Lily Jones confesses to be a Halloween Grinch in her latest blog post, but there are plenty of creative teachers devising ways to mix the fun of the holiday in their witches’ cauldron. The last #njed twitter discussion had my tweeps coming up with applications for every grade level and subject area.
Ideas from the pumpkin patch
@principalarc had kids decorate pumpkins based on lit characters. Here are some guidelines for that activity.
@mrnesi remembers predicting the volume of a pumpkin – other suggestions include counting ridges, seeds, graphing, averaging, and estimating with pumpkin seeds.
Although some would rather not ruin their festivities with negative aspects of candy, you can do a lot of math with a bag of it: count and graph, weigh for accuracy, look at nutritional information, calculate the calories in your trick or treat bag.
@wwpscience Theme it for the class. If reading a book with the class, costumes of characters. I gave credit for dressing up as scientists.
Great experiements @dandanscience offers spooky science experiments
@mrnesi – feely bags- record notes, make predictions.
Did I miss your subject area?
Of course, Jerry Blumengarten, better known as @Cybraryman1 has got you covered with his wonderful collection of links and resources for every aspect of Halloween.

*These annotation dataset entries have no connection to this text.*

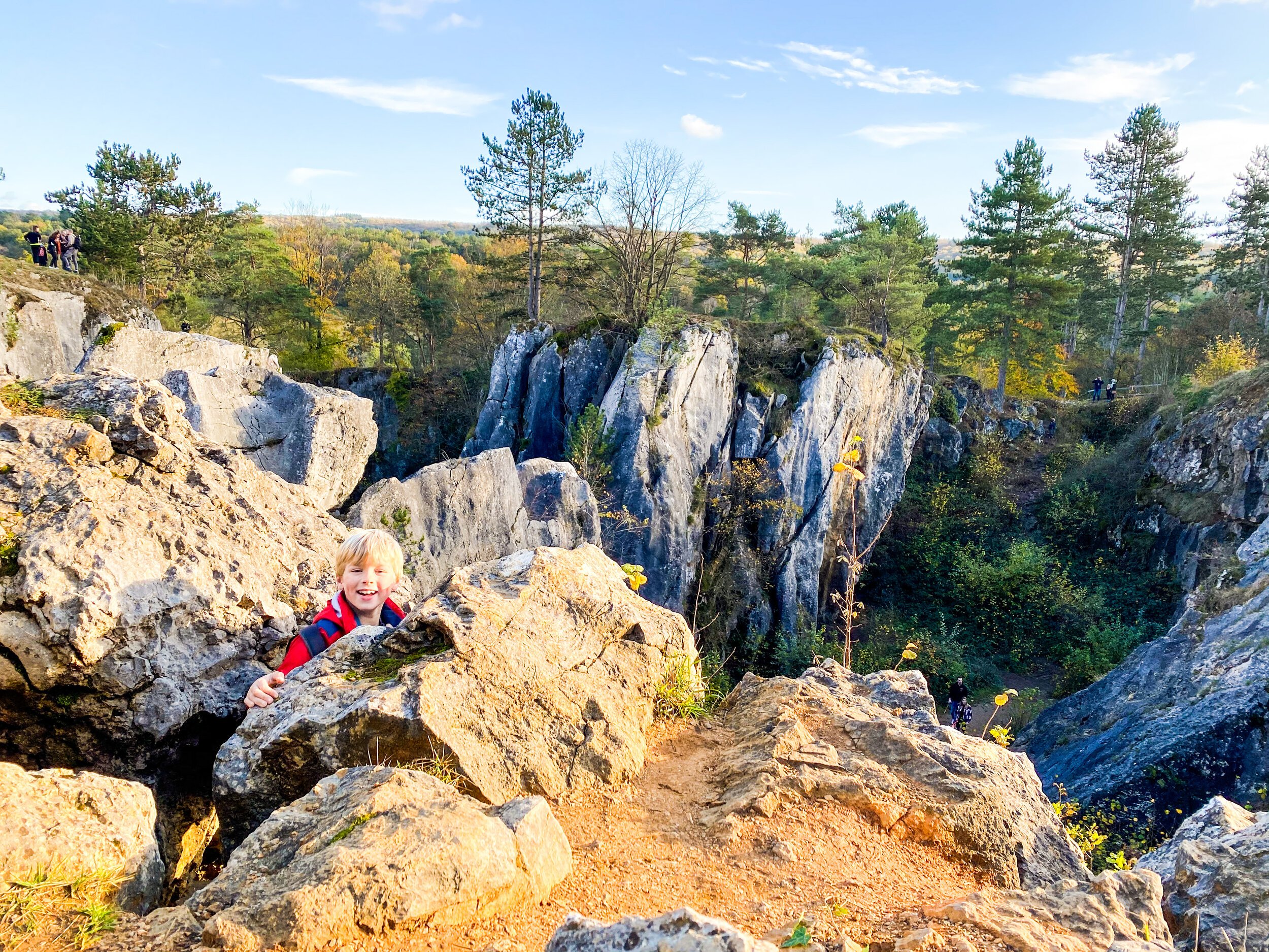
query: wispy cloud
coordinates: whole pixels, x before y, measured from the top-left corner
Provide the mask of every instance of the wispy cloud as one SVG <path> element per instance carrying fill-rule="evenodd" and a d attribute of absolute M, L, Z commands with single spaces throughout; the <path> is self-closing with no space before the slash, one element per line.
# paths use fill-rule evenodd
<path fill-rule="evenodd" d="M 343 169 L 306 169 L 299 166 L 288 171 L 287 179 L 297 185 L 303 185 L 306 182 L 312 182 L 313 179 L 353 178 L 355 175 L 355 171 L 344 171 Z"/>
<path fill-rule="evenodd" d="M 718 138 L 722 135 L 722 126 L 714 126 L 692 113 L 679 119 L 679 127 L 694 138 Z"/>
<path fill-rule="evenodd" d="M 1166 75 L 1194 62 L 1178 53 L 1151 62 L 1134 62 L 1113 53 L 1072 56 L 1062 70 L 1038 76 L 1010 76 L 1005 85 L 1014 95 L 1067 99 L 1072 103 L 1107 103 L 1117 99 L 1159 99 L 1167 89 Z"/>
<path fill-rule="evenodd" d="M 452 4 L 457 0 L 368 0 L 363 3 L 374 14 L 385 29 L 401 29 L 402 20 L 418 20 L 428 15 L 435 4 Z"/>
<path fill-rule="evenodd" d="M 928 122 L 917 126 L 864 126 L 855 129 L 854 135 L 882 146 L 902 149 L 917 142 L 963 136 L 968 131 L 970 126 L 961 122 Z"/>
<path fill-rule="evenodd" d="M 458 28 L 458 27 L 470 27 L 470 28 L 475 29 L 478 25 L 480 25 L 480 20 L 470 20 L 466 17 L 463 17 L 461 13 L 452 13 L 448 17 L 445 17 L 444 19 L 438 20 L 437 23 L 434 23 L 431 25 L 431 29 L 435 30 L 437 33 L 440 33 L 443 30 L 454 29 L 454 28 Z"/>
<path fill-rule="evenodd" d="M 500 98 L 496 93 L 477 93 L 447 84 L 442 80 L 429 79 L 409 80 L 397 84 L 369 83 L 336 76 L 322 79 L 266 76 L 266 79 L 274 83 L 301 86 L 313 93 L 325 93 L 339 99 L 348 99 L 362 105 L 374 105 L 395 113 L 471 116 L 482 105 L 487 105 Z"/>
<path fill-rule="evenodd" d="M 972 83 L 950 80 L 929 70 L 910 70 L 906 66 L 874 66 L 864 58 L 862 50 L 848 52 L 812 43 L 783 43 L 779 48 L 784 51 L 786 58 L 796 69 L 810 76 L 824 76 L 843 86 L 862 86 L 878 93 L 943 93 L 947 95 L 956 95 L 964 89 L 977 89 Z M 810 57 L 810 60 L 803 57 Z"/>
<path fill-rule="evenodd" d="M 749 70 L 750 72 L 775 72 L 775 67 L 766 62 L 766 60 L 742 57 L 740 60 L 728 60 L 727 65 L 735 66 L 737 70 Z"/>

There are tons of potential writing prompts for Halloween, but what about the critical thinking component? Are you hitting the common core?
Ratchet up their thinking
Let’s circle back to our self-proclaimed Grinch, what if your town was carefully considering cancelling Halloween? This is the premise of the free SCAN lesson, “Should We Cancel Halloween?” The scenario starts:
Due to some recent vandalism in your town, the town council is discussing canceling trick or treating this year. You have been invited to the town meeting to decide what action should be taken. After listening to the concerns of parents, students, police and council members you will help develop a plan of action for Halloween night.
Of course, using the SCAN tool, students would take on the roles of those in the meeting, visit web resources to gather evidence to support their point of view and discuss and clarify the issues online. From this collaboration, they would decide what should be done. Throw in a little civics with a discussion around whether the government has the right to cancel a holiday! A little critical thinking, a little creativity and a little common core all swirled together in a witches brew!